Seal Hunt
Factsheets
- Fast Facts on Canada's Commercial Seal Hunt
Fast Facts on Canada's Commercial Seal Hunt
It’s a cruel slaughter.
Fully 95 percent of the harp seals killed over the past five years have been under just three months of age. At the time of slaughter, many of these defenceless pups had not yet eaten their first solid food or taken their first swim - they literally had no escape from the “hunters”.
Video evidence clearly shows sealers routinely drag conscious pups across the ice with boathooks, shoot seals and leave them to suffer in agony, and even skin seals alive.
In 2001, an independent team of veterinary experts studied Canada’s commercial seal hunt. Their report concluded that in 42% of the cases they examined, the seal did not show enough evidence of cranial injury to even guarantee unconsciousness at the time of skinning.
It’s a reckless cull.
In 2003, the Canadian government authorized the highest quota for harp seals in history, allowing nearly a million to be slaughtered over three years. In 2004, more than 353,000 harp seals were killed for their fur – the largest slaughter witnessed in half a century.

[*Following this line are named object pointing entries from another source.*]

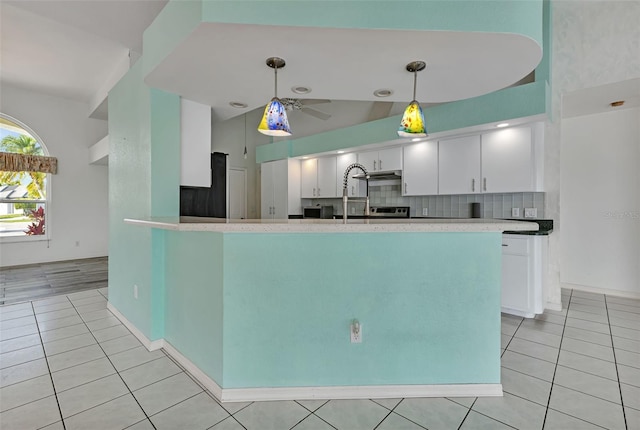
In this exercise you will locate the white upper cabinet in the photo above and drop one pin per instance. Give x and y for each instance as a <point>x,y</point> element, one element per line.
<point>384,159</point>
<point>274,190</point>
<point>459,165</point>
<point>420,174</point>
<point>353,185</point>
<point>507,161</point>
<point>318,177</point>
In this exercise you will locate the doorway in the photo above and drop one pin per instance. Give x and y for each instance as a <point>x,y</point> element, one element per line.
<point>237,193</point>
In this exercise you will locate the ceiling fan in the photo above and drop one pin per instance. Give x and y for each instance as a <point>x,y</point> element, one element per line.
<point>301,105</point>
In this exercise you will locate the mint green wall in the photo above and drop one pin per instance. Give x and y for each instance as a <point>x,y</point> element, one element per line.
<point>130,197</point>
<point>194,298</point>
<point>501,16</point>
<point>144,149</point>
<point>430,309</point>
<point>273,310</point>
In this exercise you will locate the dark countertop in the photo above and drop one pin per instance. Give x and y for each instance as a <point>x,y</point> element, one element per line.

The last time sealers killed this many seals – in the 1950s and 60s - close to two thirds of the harp seal population was wiped out.
The seal hunt brings in very little money for the few people involved. Even in Newfoundland, where 90% of sealers live, income from sealing accounts for less than one-tenth of one percent of the province’s economy.
Sealers are fishermen who engage in several fisheries throughout the year, and sealing revenues account for only about one twentieth of their total incomes.
Killing seals may harm fish stocks.
About 3 percent of a harp seal’s diet consists of commercially fished cod. However, harp seals also consume many significant predators of cod, including squid. Removing harp seals may mean an increase in cod predators. The Canadian government clearly states there is no evidence killing harp seals will help fish stocks recover, and scientists have expressed concerns that culling seals may in fact impede the recovery of ground fish stocks.
If you oppose the seal hunt, you’re in good company.
Polling shows 71% of Canadians – including 60% of Atlantic Canadians - support banning the seal hunt outright, or limiting the hunt to seals over one year of age. (Ipsos-Reid, 2004).
In EU countries where polling has been conducted – the UK, France, Germany and the Netherlands – close to 80% of people who are aware of the Canadian seal hunt oppose it (MORI, 2002).
Polling shows 79% of American voters oppose the Canadian seal hunt (Penn, Schoen & Berland, 2002).